As more and more people get their genes sequenced, put their data online, and interact with each other, the net will become ever finer. The inferential promiscuity of data is growing exponentially as it becomes more dense and people figure out new ways of using it.
Should 23andMe try to prevent it? By allowing genetically related people to contacting each other on their site 23andMe enables conundrums like the one above. They could abstain from it – but people are also sharing their genetic data outside (just visit OpenSNP). Regulation will not do much except slow things a fraction. One might argue that 23andMe has some responsibility to help counsel people about how they use the information, but wouldn’t this apply equally to Facebook, genealogy databases and libraries?
But if the responsibility is on each individual’s shoulders, then we better learn how to take it properly. In this case we might need to learn very quickly, if 23andMe meets their goals.
One interesting question raised by the old illegitimacy case is how long does privacy last after you’re dead? My friend had a common sense answer:
\”The guy from 1855 is fair game in my book. There is no one left alive who would have had any contact with him when he was alive. Reasoning: if he was about 18 then, and lived to be 90, that would take him to 1927, so anyone who would have had any kind of emotional bond would need to overlap by at least 7 or so yrs, so 1920 to now is 93, nah, all his secrets are fair game, all his base are belong to us.\”

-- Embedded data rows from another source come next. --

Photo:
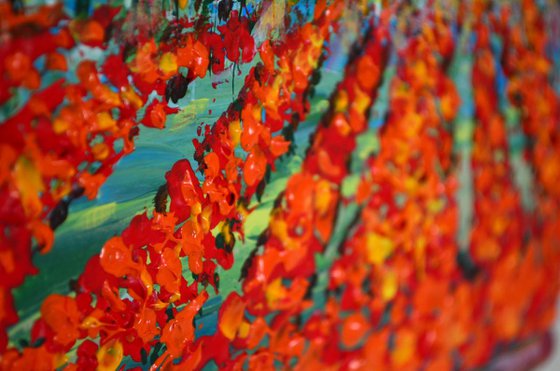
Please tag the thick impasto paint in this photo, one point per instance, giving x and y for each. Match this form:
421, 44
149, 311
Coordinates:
237, 184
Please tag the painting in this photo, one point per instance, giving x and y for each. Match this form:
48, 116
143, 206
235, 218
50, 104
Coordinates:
284, 184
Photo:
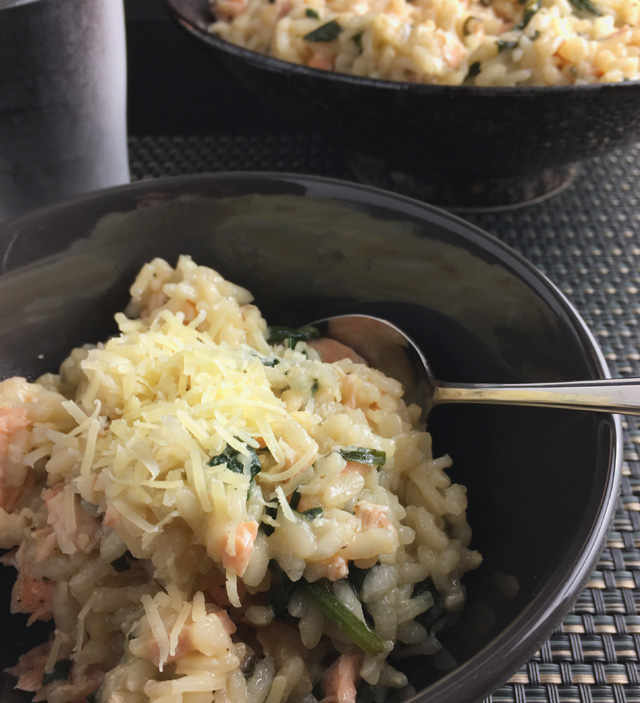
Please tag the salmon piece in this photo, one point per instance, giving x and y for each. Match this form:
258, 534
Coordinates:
86, 535
245, 537
330, 350
335, 568
29, 594
373, 515
15, 480
30, 668
339, 680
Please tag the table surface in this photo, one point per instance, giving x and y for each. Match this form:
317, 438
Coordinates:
586, 240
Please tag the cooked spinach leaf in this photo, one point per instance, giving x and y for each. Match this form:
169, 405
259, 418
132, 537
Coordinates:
357, 631
236, 461
370, 457
326, 32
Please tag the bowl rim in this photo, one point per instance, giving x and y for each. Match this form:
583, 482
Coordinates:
501, 656
276, 65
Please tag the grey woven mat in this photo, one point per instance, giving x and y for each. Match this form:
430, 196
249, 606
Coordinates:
587, 241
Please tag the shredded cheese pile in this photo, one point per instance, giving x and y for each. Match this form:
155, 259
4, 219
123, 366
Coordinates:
167, 400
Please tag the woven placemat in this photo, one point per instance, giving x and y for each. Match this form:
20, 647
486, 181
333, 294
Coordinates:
587, 241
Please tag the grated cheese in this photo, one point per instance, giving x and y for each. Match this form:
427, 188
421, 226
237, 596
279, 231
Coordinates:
286, 508
157, 628
69, 509
174, 635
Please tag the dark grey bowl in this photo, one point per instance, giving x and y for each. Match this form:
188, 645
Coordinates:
457, 146
542, 483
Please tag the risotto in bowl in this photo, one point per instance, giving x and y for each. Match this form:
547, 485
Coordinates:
203, 501
477, 104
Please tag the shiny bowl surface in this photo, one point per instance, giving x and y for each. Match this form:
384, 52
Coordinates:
542, 484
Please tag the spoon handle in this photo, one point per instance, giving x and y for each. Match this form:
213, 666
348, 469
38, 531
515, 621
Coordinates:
616, 395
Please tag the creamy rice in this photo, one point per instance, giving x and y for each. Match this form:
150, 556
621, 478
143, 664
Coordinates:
214, 510
449, 42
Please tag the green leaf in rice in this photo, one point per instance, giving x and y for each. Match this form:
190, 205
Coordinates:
356, 630
369, 457
60, 672
325, 33
236, 461
531, 7
122, 563
312, 513
504, 45
293, 335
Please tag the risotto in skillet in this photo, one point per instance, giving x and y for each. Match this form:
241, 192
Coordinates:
448, 42
213, 510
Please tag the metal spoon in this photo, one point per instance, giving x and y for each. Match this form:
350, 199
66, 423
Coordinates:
387, 348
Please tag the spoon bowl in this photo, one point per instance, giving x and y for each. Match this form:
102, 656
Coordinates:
386, 347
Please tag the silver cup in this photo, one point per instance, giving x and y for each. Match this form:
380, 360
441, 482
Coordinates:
62, 100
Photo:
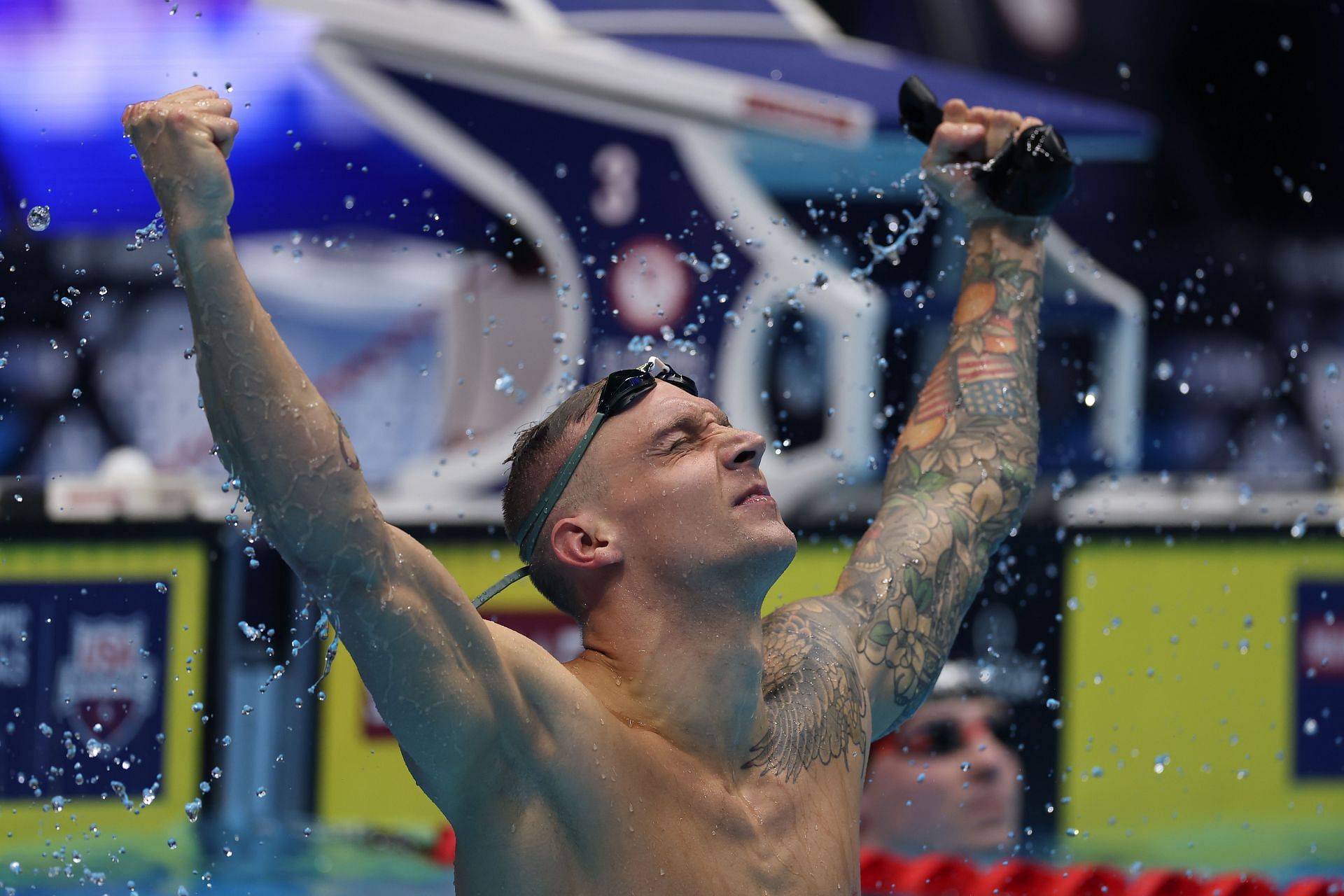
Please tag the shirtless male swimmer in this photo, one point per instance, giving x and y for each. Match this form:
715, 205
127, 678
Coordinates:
690, 748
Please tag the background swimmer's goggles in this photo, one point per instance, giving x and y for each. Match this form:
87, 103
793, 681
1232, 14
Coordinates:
622, 390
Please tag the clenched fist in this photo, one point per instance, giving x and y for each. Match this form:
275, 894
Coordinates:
183, 141
965, 136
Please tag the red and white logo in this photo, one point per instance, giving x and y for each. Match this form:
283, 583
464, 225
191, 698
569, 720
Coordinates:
106, 680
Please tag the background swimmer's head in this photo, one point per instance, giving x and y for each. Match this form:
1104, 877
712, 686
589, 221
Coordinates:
668, 488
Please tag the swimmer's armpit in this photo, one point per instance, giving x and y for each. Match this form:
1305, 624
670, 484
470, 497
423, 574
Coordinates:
958, 481
813, 692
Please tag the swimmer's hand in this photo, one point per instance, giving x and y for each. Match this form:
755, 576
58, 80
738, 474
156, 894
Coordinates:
183, 141
965, 136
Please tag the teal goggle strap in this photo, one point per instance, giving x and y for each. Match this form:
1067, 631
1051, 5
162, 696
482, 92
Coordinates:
531, 528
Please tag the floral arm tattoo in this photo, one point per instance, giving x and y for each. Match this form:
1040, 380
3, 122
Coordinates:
956, 485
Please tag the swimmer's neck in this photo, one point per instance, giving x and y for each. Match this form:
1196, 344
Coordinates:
687, 671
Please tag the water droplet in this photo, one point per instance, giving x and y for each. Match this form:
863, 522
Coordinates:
39, 218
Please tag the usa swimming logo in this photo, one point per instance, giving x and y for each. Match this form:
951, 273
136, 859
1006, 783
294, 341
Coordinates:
106, 679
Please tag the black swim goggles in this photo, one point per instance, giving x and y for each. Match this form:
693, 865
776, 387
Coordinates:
622, 391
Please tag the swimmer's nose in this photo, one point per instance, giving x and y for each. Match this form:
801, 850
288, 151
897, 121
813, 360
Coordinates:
743, 449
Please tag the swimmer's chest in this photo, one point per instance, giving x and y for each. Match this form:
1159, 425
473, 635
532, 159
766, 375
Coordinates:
634, 816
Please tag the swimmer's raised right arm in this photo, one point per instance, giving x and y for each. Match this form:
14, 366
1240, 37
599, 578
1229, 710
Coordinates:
444, 679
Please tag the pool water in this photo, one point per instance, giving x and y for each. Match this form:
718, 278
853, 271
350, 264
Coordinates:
272, 864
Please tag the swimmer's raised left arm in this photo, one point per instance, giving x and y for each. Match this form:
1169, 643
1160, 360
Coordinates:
956, 486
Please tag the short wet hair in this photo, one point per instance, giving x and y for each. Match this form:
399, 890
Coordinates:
538, 454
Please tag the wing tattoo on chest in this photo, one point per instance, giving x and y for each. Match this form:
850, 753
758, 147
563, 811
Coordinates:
813, 695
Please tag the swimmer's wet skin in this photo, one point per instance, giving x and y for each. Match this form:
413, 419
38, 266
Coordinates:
690, 748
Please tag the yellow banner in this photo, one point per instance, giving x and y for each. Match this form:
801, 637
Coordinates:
1177, 687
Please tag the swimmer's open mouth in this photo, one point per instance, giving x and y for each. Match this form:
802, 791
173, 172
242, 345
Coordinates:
756, 493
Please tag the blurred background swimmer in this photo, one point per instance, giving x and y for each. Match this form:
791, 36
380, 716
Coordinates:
949, 780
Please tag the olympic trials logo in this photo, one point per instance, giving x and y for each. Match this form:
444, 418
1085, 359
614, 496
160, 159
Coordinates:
108, 679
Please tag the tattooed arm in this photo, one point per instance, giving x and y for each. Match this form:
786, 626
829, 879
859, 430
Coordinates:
958, 482
956, 485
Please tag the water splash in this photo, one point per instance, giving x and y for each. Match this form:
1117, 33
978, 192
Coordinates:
39, 218
892, 251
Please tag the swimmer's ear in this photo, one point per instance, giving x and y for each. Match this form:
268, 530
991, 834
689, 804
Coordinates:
578, 542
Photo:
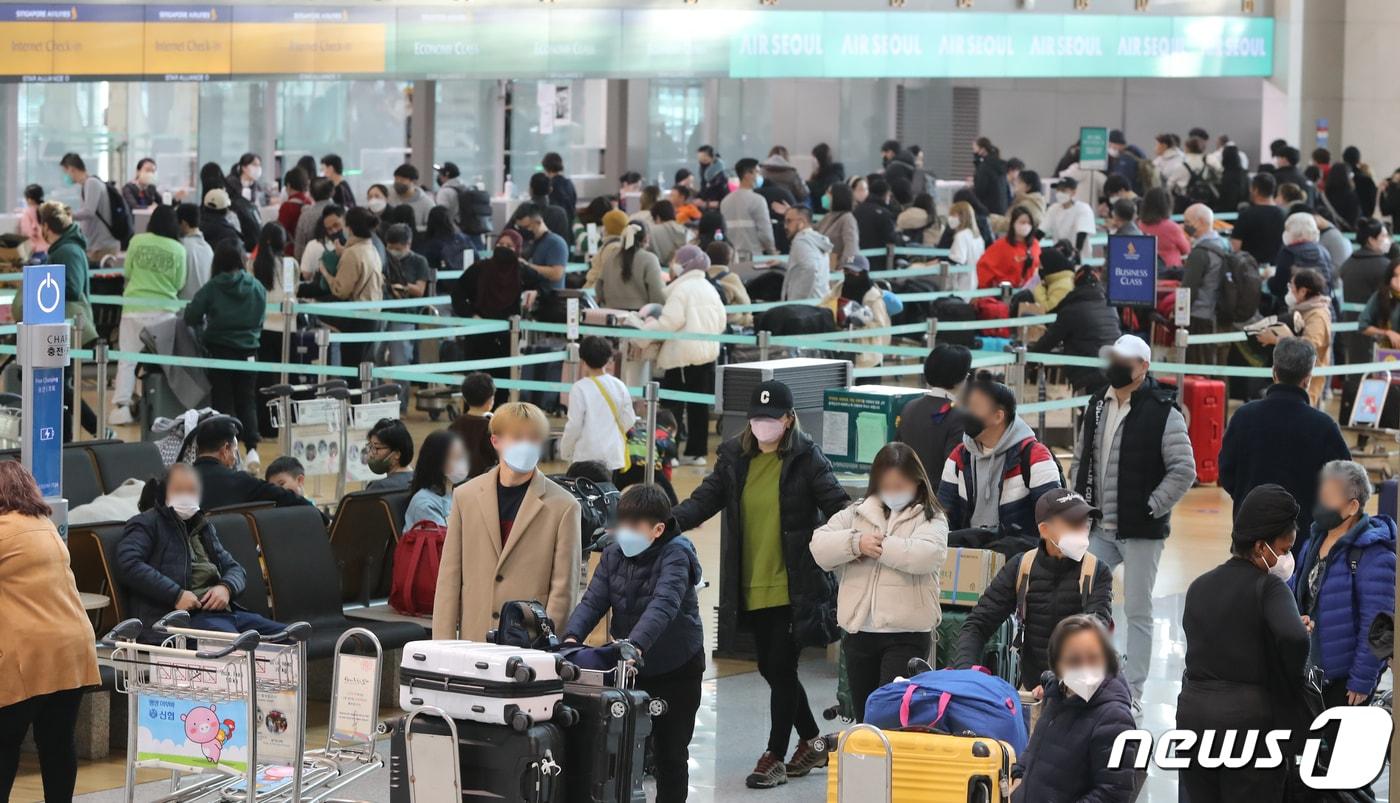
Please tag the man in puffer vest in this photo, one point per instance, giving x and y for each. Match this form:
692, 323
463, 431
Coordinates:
1134, 462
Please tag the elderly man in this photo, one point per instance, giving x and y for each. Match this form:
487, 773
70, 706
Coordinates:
1133, 462
1201, 276
1281, 438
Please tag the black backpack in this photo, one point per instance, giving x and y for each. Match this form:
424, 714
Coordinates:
1242, 288
122, 224
473, 210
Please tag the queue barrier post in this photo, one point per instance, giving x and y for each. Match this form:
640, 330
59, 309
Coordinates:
515, 351
100, 357
651, 393
76, 342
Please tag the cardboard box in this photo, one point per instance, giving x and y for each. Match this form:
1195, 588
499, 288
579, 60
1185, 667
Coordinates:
858, 420
966, 574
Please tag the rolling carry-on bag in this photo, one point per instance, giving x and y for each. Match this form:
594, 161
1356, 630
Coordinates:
496, 763
485, 681
916, 767
1204, 403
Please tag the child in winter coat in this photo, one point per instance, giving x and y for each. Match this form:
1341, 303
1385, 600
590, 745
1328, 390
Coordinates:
888, 551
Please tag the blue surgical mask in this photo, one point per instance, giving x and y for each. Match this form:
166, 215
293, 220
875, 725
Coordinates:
522, 455
632, 542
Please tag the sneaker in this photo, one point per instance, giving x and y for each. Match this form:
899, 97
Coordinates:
769, 772
805, 758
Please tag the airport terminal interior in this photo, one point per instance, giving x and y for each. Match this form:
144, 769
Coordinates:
1045, 269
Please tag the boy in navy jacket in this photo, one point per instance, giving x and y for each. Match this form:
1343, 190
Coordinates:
647, 577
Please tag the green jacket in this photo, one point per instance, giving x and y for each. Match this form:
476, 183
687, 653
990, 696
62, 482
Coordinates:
154, 267
231, 307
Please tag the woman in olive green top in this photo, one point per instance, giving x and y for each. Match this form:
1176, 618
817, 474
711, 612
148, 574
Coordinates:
774, 487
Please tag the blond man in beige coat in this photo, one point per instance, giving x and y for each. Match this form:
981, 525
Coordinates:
513, 536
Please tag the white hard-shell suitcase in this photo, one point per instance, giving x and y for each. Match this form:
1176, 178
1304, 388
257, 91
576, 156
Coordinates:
485, 683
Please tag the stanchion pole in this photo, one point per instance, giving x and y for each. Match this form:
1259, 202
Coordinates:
651, 393
76, 342
100, 357
515, 351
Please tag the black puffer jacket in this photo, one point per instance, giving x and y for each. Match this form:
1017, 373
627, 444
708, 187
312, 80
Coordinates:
809, 494
1052, 596
1068, 753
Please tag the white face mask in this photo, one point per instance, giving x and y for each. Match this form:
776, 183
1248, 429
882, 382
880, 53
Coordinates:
185, 505
1084, 680
1074, 544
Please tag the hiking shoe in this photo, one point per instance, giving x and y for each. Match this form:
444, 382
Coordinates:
805, 758
769, 772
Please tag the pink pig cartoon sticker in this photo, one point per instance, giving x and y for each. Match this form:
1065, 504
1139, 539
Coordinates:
203, 728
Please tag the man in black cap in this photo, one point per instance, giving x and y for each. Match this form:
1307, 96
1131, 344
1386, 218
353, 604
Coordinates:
933, 424
1060, 578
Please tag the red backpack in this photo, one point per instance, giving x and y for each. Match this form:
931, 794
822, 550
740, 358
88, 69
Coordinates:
416, 560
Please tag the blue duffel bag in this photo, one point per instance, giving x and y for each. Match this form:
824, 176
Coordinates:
956, 701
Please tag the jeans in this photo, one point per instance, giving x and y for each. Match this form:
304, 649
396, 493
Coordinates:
235, 392
692, 379
55, 718
1140, 558
779, 652
872, 659
672, 730
129, 339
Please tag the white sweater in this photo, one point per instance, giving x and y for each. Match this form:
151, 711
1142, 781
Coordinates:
592, 432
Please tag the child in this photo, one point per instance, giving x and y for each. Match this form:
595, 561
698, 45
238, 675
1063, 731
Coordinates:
648, 578
475, 424
599, 410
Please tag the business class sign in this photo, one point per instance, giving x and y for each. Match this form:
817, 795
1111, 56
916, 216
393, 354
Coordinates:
49, 42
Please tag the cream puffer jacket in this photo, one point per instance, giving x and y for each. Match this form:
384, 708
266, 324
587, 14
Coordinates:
898, 592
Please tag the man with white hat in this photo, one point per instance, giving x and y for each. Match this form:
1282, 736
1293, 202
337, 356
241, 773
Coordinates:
1134, 462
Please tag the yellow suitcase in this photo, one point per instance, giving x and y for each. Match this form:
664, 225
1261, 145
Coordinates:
919, 767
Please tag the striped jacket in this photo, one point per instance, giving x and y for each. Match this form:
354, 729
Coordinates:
1017, 453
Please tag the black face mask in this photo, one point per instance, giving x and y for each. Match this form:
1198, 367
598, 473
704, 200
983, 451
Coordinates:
1120, 374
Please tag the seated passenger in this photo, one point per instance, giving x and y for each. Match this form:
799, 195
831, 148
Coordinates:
441, 466
170, 558
216, 445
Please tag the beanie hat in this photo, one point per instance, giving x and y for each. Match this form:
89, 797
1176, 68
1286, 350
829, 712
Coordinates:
613, 223
947, 365
1267, 512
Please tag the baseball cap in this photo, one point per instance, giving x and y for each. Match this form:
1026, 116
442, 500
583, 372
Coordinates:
1061, 504
1129, 347
770, 399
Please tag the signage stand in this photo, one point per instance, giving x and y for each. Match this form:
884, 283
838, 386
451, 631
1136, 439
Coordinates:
44, 354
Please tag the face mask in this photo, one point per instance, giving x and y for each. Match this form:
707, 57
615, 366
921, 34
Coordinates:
1283, 567
898, 502
767, 430
185, 505
1120, 374
522, 455
1327, 518
1084, 680
457, 472
632, 542
1074, 544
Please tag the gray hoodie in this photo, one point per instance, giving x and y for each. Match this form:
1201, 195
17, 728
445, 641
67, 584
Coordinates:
809, 267
987, 473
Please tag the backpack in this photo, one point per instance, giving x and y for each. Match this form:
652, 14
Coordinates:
1242, 288
416, 561
122, 224
473, 210
956, 701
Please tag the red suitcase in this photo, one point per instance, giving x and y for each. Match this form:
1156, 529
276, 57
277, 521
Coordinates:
1204, 404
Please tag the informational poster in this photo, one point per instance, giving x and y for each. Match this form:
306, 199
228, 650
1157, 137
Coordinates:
1130, 270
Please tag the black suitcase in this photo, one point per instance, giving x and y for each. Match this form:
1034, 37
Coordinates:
608, 744
497, 763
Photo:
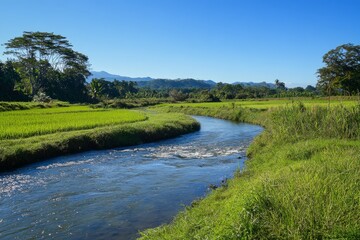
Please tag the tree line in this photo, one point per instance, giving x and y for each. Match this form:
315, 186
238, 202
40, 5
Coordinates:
44, 65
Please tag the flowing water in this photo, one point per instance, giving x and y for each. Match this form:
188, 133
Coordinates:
112, 194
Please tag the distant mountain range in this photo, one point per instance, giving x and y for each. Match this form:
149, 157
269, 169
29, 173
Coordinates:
252, 84
111, 77
169, 83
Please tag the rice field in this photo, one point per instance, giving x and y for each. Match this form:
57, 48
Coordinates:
270, 103
35, 122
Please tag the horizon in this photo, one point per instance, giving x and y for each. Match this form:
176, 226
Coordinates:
228, 41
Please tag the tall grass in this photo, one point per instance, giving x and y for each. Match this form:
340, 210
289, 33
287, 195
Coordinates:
26, 123
298, 121
302, 181
16, 152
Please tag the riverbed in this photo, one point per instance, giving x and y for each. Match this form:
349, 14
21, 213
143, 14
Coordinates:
112, 194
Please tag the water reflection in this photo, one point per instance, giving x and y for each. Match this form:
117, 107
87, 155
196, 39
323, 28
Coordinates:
114, 193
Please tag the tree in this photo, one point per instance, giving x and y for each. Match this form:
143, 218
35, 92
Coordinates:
39, 53
280, 85
8, 78
342, 69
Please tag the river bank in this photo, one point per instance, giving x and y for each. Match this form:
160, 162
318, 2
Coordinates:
19, 148
302, 180
114, 193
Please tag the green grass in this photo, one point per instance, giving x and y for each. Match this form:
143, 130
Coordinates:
302, 180
32, 135
269, 103
26, 123
10, 106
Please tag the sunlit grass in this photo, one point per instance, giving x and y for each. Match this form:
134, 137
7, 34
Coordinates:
302, 180
26, 123
266, 103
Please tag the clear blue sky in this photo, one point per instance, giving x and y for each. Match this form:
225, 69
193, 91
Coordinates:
222, 40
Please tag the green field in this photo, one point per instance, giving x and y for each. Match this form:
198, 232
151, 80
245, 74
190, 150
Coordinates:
26, 123
35, 134
302, 179
271, 103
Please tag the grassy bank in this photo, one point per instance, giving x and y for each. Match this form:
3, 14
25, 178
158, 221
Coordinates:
11, 106
302, 179
32, 135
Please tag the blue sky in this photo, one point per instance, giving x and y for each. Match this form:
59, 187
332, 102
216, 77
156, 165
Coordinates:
222, 40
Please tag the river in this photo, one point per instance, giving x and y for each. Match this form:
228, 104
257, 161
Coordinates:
112, 194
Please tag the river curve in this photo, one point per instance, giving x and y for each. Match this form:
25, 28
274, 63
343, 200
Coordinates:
112, 194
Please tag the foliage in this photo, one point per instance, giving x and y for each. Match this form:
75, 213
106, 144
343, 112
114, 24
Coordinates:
8, 79
41, 97
342, 70
301, 182
101, 89
80, 129
46, 62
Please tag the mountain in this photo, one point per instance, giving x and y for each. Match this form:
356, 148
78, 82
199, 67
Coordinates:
178, 83
155, 83
169, 83
252, 84
110, 77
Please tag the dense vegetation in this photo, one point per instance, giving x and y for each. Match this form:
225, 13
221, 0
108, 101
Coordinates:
35, 134
302, 179
43, 66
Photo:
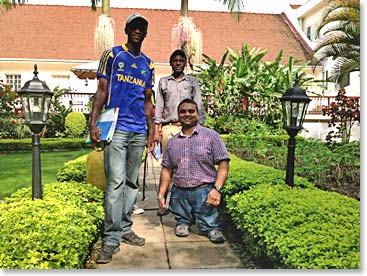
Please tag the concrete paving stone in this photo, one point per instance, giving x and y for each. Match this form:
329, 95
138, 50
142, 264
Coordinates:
169, 226
150, 202
190, 255
149, 227
149, 256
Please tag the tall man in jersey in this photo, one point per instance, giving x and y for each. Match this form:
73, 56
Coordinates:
125, 80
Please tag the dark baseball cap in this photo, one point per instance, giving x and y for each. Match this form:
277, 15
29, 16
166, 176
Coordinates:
136, 16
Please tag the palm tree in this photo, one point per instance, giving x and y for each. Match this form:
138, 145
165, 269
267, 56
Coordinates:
185, 35
104, 35
339, 33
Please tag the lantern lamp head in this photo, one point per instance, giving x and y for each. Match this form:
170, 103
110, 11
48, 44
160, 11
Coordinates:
36, 98
294, 102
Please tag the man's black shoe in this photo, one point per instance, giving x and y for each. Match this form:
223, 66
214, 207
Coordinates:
132, 239
162, 212
105, 256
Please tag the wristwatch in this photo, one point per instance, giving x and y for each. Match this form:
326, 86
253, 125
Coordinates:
217, 188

I like the reasoning, although there might be some people leaving emotional bonds and moral obligations reverberating much further.
As I argued in some earlier talks, the future has an unfair advantage over us: it can see us nearly perfectly, while we cannot see it. Our future selves and descendants can invade our privacy in ways we cannot perceive, and quite likely cannot conceive of. Worse, they might have very different values than what we think are right and proper… and maybe they are even right about them. On the other hand, there can exist a kind of reciprocity over time, a “temporal golden rule” if you will: I will respect the values and preferences of past people as I expect to have the future respect mine.
It is not a strong or easily protected principle. But I think it is about as much as we can expect.